Aber mal ehrlich: Wann hast du das letzte Mal etwas völlig Neues gelernt, ohne vorher mindestens einmal kräftig danebenzugreifen? Eben. Es ist an der Zeit, dass wir die Fehlerbewältigung im Alltag neu entdecken – für uns selbst und ganz besonders für die Generationen, die nach uns kommen.

Warum uns die Angst vor dem Scheitern blockiert

Die Angst, einen Fehler zu machen, ist oft lähmender als der Fehler selbst. Sie führt dazu, dass wir:

  • Keine Risiken mehr eingehen.
  • Kreative Ideen lieber für uns behalten.
  • Uns in Perfektionismus verlieren und Projekte gar nicht erst beenden.

Wenn wir Fehler als das absolute Ende der Fahnenstange betrachten, nehmen wir uns selbst die Chance auf Weiterentwicklung. Denn biologisch und psychologisch gesehen ist unser Gehirn eine „Fehlersuchmaschine“. Wir lernen nicht, wenn alles glattläuft. Wir lernen, wenn Reibung entsteht.

Der Generationen-Vertrag: Fehlertoleranz weitergeben

Besonders an die nachfolgenden Generationen müssen wir eine Botschaft dringend weitergeben: Du bist nicht dein Fehler.

Kinder und Jugendliche wachsen heute in einem enormen Leistungsdruck auf. Wenn sie erleben, dass Fehler mit Liebesentzug, Scham oder harter Kritik bestraft werden, entwickeln sie eine Vermeidungshaltung. Wir erziehen so eine Generation von Perfektionisten, die Angst vor dem Leben haben.

Unsere Aufgabe als Vorbilder: Wir müssen zeigen, dass ein Fehler kein Makel auf dem Charakter ist, sondern lediglich ein Feedback des Lebens. Wer hinfällt, ist nicht unfähig – er hat sich nur bewegt.

4 Strategien für eine gesunde Fehlerbewältigung im Alltag

Wie schaffen wir also den Shift von der Fehlerpanik zur Fehlerkompetenz? Hier sind vier konkrete Strategien, die du sofort ausprobieren kannst:

  1. Das „Shift-of-Perspective“-Prinzip

Erwischt du dich bei einem Fehler, atme tief durch.

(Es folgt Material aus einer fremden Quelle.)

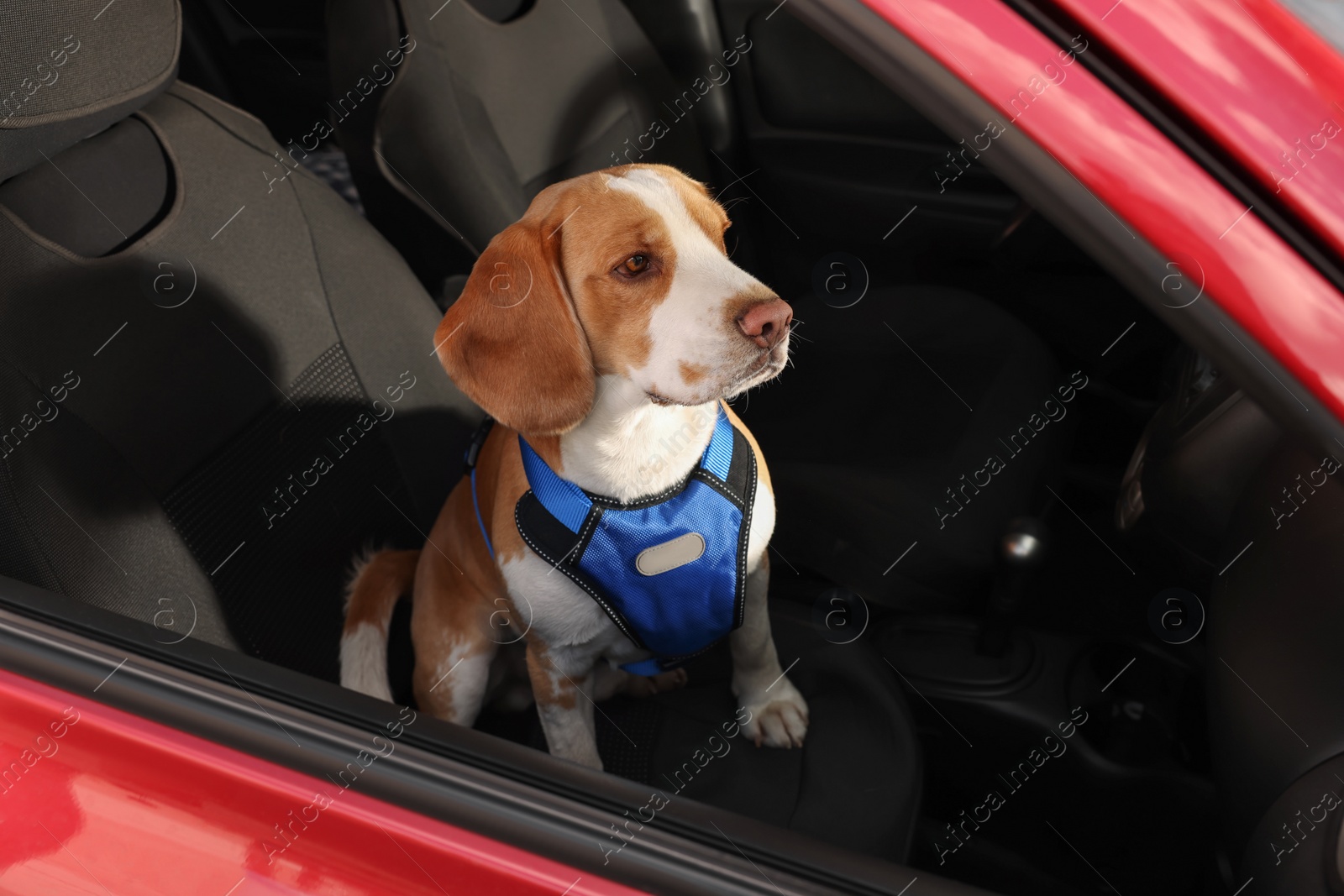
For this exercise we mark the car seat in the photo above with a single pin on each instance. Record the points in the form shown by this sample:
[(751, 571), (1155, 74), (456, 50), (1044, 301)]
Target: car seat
[(218, 385)]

Statt dich mit Sätzen wie „Ich bin so blöd“ abzuwerten, stelle dir zwei Fragen:

  • Was genau ist schiefgelaufen? (Fakten statt Emotionen)
  • Was mache ich beim nächsten Mal anders?
  1. Fehler offen vorleben (Radikale Ehrlichkeit)

Kinder und Kolleg:innen lernen durch Nachahmung. Sag ruhig laut: „Mensch, da habe ich mich total vertan. Das tut mir leid, ich korrigiere das jetzt.“ Wer sieht, dass Erwachsene Fehler machen und die Welt danach nicht untergeht, verliert selbst die Angst davor.

  1. Das „Fehler-Lexikon“ einführen

Mach Fehler besprechbar. Ob am Abendbrotstisch oder im Team-Meeting: Etabliert die Frage „Was war dein „Fehler der Woche“ und was hast du daraus gelernt?“. Das nimmt dem Thema das Stigma und rückt den Lerneffekt in den Fokus.

  1. Trenne Leistung von Selbstwert

Ein misslungenes Projekt bedeutet nicht, dass du ein schlechter Mitarbeiter bist. Eine schlechte Note bedeutet nicht, dass ein Kind unklug ist. Achte penibel darauf, das Verhalten oder das Ergebnis zu kritisieren, niemals die Person.

Fazit: Mut zum unperfekten Leben

Fehlerbewältigung bedeutet nicht, dass uns alles egal sein sollte oder wir schlampig arbeiten. Es bedeutet, dass wir den Mut haben, ins kalte Wasser zu springen, Fehler als Boxenstopps auf dem Weg zum Erfolg zu sehen und unseren Kindern ein Netz aus Vertrauen mitzugeben.

Lassen wir das „Perfekt sein“ hinter uns – fangen wir an zu lernen & zu leben!